A spokesperson for the French National Commission for Information and Freedom (CNIL), headquartered in Paris, said that the agency launched an investigation into TikTok after receiving a complaint in May, but declined to disclose the reasons for the complaint or when the decision was made.
The spokesperson said: “CNIL is particularly vigilant about this company and will take complaints and issues related to it seriously.” TikTok did not immediately respond to a request for comment.
In June of this year, the EU data protection director promised to coordinate potential investigations against TikTok. Previously, the Dutch Data Protection Commission stated in May that it was investigating TikTok’s policies to protect children’s data. The British data regulator is also conducting a similar investigation, but it still has not reached a conclusion.

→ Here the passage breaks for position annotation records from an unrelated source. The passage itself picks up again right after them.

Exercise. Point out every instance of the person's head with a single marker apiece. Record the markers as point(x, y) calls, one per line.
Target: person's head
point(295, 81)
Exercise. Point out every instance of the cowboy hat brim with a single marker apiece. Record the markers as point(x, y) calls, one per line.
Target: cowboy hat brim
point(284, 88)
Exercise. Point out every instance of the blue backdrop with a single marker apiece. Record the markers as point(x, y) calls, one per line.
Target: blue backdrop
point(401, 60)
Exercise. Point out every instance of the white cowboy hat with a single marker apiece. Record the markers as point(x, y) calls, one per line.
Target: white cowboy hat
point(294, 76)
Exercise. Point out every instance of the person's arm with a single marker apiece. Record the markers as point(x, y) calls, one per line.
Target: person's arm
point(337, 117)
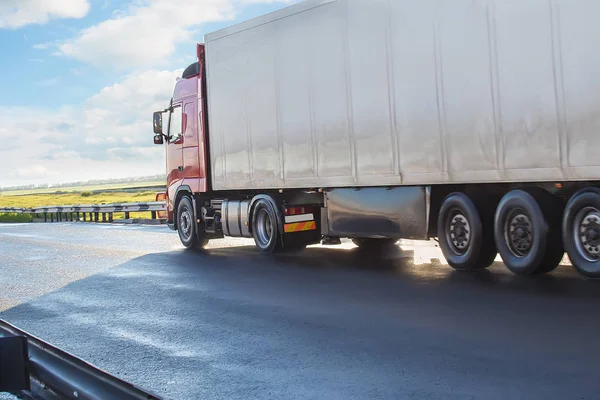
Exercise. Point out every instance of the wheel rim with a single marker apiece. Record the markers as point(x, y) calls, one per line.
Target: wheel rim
point(586, 233)
point(518, 233)
point(185, 224)
point(458, 232)
point(264, 228)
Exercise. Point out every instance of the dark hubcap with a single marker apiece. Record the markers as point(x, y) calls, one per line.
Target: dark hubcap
point(264, 228)
point(458, 232)
point(185, 224)
point(519, 233)
point(586, 231)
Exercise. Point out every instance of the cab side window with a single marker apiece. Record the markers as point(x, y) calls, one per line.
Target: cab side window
point(175, 125)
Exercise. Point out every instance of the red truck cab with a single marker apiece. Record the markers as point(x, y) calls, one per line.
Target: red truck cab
point(185, 134)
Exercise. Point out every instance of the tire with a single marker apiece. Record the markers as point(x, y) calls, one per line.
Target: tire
point(187, 228)
point(527, 232)
point(374, 244)
point(581, 227)
point(465, 234)
point(265, 227)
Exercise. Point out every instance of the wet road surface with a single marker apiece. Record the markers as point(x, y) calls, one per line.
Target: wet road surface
point(326, 323)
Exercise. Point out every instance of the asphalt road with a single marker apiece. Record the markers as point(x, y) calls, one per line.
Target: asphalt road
point(324, 324)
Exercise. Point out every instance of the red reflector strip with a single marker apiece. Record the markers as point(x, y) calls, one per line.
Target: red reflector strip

TikTok is also facing increasing pressure in the United States. President Trump stated that he may ban the app on the grounds of endangering national security. Microsoft is negotiating to acquire TikTok’s US, Canada, Australia and New Zealand operations.
In 2017, CNIL ordered Facebook’s instant messaging service WhatsApp to stop sharing user data with its parent company without obtaining the necessary consent. The agency also imposed a fine of 50 million euros (approximately US$59 million) on Google on the grounds that the latter was suspected of violating EU privacy rules.
With 27 member states, the European Union has the most stringent data protection laws in the world. According to the relevant provisions of the General Data Protection Regulation (GDPR), the European Union has the right to impose a fine equivalent to 4% of global annual sales on companies that violate the most serious regulations.